Santé conjuguée n°104 - septembre 2023

Face aux maladies émergentes, le concept Une Seule Santé, qui souligne les interdépendances entre la santé des humains, des animaux, des plantes et des écosystèmes, fait l’objet d’une attention grandissante de la part des organisations internationales et même du G20. Alors que l’on travaille à ses premières traductions dans les politiques européennes, le concept semble plus difficilement trouver son chemin sur le terrain.

La santé des humains ne peut se concevoir séparément de celle des plantes, des animaux et des écosystèmes qu’ils constituent et partagent, avec l’appui d’une myriade de micro-organismes. Entremêlées, enchevêtrées, ces santés le sont tant qu’il est en fin de compte plus raisonnable de considérer qu’elles ne font qu’une : une seule santé, dont nous devons apprendre à prendre soin. C’est là le cœur du concept Une Seule Santé (souvent évoqué dans ses termes anglais, One Health). La convergence des crises écologiques, économiques, sociales, sanitaires interpelle chacune et chacun. Elle met au jour les interdépendances, les fragilités partagées et le besoin de relier : relier pour comprendre et relier pour agir. C’est là une approche dite « systémique » du monde et de nos problèmes, approche qui tient compte des liens et des contextes au moins autant que des entités qu’ils relient et environnent. Reconnaissant et valorisant la diversité des regards portés sur ces problèmes complexes, l’approche systémique vise à changer les choses en comprenant leur dynamique propre.

Relier est vital

Au fil du progrès des connaissances et de la technique, la spécialisation du travail s’est largement accrue, morcelant le savoir et l’action.
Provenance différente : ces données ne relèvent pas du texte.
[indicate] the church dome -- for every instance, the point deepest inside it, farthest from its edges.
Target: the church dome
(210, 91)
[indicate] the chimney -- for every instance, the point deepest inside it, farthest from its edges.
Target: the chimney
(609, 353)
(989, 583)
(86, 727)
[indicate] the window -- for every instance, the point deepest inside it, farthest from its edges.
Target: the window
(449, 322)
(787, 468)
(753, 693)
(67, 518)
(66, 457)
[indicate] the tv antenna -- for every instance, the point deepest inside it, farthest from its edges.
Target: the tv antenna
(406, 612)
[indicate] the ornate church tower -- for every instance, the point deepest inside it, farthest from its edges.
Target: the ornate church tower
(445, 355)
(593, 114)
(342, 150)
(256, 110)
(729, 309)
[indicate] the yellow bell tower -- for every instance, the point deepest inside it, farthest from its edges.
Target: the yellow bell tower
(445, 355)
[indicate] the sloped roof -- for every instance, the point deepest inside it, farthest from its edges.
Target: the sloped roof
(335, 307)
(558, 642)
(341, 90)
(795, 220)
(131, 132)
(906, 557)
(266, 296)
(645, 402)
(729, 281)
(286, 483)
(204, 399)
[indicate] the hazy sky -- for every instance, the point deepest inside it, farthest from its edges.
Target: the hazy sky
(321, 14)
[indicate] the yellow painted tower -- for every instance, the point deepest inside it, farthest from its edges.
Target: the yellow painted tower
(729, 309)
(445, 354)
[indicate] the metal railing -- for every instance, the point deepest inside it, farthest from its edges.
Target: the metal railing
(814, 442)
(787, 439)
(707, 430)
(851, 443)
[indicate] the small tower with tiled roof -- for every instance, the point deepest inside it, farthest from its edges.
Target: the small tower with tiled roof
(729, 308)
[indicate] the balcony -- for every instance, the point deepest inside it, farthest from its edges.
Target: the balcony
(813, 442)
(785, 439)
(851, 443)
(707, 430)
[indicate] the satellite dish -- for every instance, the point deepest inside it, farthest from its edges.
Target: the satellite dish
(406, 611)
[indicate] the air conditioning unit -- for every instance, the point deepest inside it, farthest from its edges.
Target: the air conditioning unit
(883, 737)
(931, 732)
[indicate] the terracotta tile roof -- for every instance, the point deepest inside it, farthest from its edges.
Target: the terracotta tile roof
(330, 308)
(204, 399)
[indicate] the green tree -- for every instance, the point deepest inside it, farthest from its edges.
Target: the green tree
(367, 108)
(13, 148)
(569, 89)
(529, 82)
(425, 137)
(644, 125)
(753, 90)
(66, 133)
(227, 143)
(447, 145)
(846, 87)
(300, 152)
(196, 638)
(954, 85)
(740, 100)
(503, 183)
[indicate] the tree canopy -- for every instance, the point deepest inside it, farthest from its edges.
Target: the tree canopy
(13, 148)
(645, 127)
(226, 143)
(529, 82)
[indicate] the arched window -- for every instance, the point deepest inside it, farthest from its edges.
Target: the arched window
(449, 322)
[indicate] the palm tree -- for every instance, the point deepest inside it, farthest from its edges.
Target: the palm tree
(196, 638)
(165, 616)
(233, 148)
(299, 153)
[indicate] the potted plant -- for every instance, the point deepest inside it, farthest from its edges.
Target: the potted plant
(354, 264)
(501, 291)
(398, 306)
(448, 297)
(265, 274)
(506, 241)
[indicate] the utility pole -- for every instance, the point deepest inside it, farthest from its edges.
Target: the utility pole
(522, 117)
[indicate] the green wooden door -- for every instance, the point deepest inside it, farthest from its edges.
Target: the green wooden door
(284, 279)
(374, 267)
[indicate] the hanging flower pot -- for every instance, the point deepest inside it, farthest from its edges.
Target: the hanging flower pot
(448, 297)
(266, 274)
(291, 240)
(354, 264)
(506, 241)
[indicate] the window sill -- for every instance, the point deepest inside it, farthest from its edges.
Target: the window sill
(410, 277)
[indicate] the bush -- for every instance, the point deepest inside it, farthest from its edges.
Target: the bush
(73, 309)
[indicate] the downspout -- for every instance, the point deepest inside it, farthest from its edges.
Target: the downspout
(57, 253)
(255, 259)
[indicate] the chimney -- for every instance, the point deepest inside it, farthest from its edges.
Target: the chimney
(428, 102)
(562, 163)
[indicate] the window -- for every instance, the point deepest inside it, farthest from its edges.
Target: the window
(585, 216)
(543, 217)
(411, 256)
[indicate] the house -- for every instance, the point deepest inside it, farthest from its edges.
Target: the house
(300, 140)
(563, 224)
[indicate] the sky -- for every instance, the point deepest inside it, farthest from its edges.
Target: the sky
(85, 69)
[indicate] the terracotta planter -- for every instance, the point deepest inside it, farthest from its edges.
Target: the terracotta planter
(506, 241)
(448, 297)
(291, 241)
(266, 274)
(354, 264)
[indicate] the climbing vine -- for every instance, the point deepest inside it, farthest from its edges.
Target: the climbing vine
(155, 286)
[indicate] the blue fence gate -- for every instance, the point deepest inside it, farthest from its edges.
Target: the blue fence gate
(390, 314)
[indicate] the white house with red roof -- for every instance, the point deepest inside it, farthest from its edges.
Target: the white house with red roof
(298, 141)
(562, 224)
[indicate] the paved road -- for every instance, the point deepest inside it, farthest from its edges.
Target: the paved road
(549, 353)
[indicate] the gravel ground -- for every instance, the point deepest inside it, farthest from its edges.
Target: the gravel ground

C’est une critique récurrente de la médecine moderne que de pointer l’hyperspécialisation comme empêchant de voir le patient dans sa globalité. Ici, le monde est notre patient, démultipliant l’ampleur et la complexité du travail de coordination et collaboration qui nous attend. L’urgence aussi. Les problèmes auxquels nous faisons face dépassent tout un chacun. Ces problèmes, dits retors ou pernicieux (wicked problems), se jouent de nous. Ils agrègent les complexités biologiques et techniques à la difficulté de l’action collective. Ils se rient des savoirs les plus pointus et nous renvoient à notre devoir d’humilité. Nous sommes là, perplexes face au complexe, indécis face à l’ambiguïté, incertains face à l’incertitude.
Une Seule Santé a le mérite de pointer cette complexité, mais face à l’énormité des enjeux, parle-t-on encore vraiment de santé ? À quelle échelle agir ? Que peut faire le praticien de santé ? Comment faire évoluer les systèmes de santé ? Comment traduire cette idée dans les faits ?

Né sur le front sanitaire

Formulé en 2004 dans les Principes de Manhattan, à l’initiative de la World Conservation Society1, le concept Une Seule Santé est né d’une prise de conscience face aux émergences virales : Ebola, SARS, HN1… La menace pandémique se faisait en quelque sorte l’alliée objective des enjeux de conservation. Il faut dire que l’expérience de terrain des conservationnistes leur avait fait prendre conscience de la menace infectieuse émergente. En 2010, Une Seule Santé fait l’objet d’un accord tripartite entre l’Organisation mondiale de la santé (OMS), l’Organisation des Nations unies pour l’alimentation et l’agriculture (FAO), et l’Organisation mondiale de la santé animale (OMSA, ex-OIE). La pandémie de Covid-19 intensifie le mouvement, introduisant les termes One Health dans les agendas politiques. Rejointe en 2022 par le Programme des Nations unies pour l’environnement (PNUE), la Tripartite s’est muée en une Quadripartite. La mise en place de collaborations entre les secteurs, on le voit, est un processus d’ouverture lent. En l’espèce, le secteur de l’environnement s’est révélé le grand oublié pendant longtemps et encore trop souvent, malgré le rôle précurseur joué par la Wildlife Conservation Society. Les auspices biosécuritaires sous lesquels l’approche Une Seule Santé est née, mettant l’humain face à une nature étrangère et menaçante, n’ont en effet pas favorisé le dialogue avec le secteur de l’environnement. L’intégration de ce dernier dans la démarche Une Seule Santé marque et accompagne la nécessaire transition d’une logique de riposte face aux menaces vers une logique de soin des écosystèmes, auxquels nous appartenons.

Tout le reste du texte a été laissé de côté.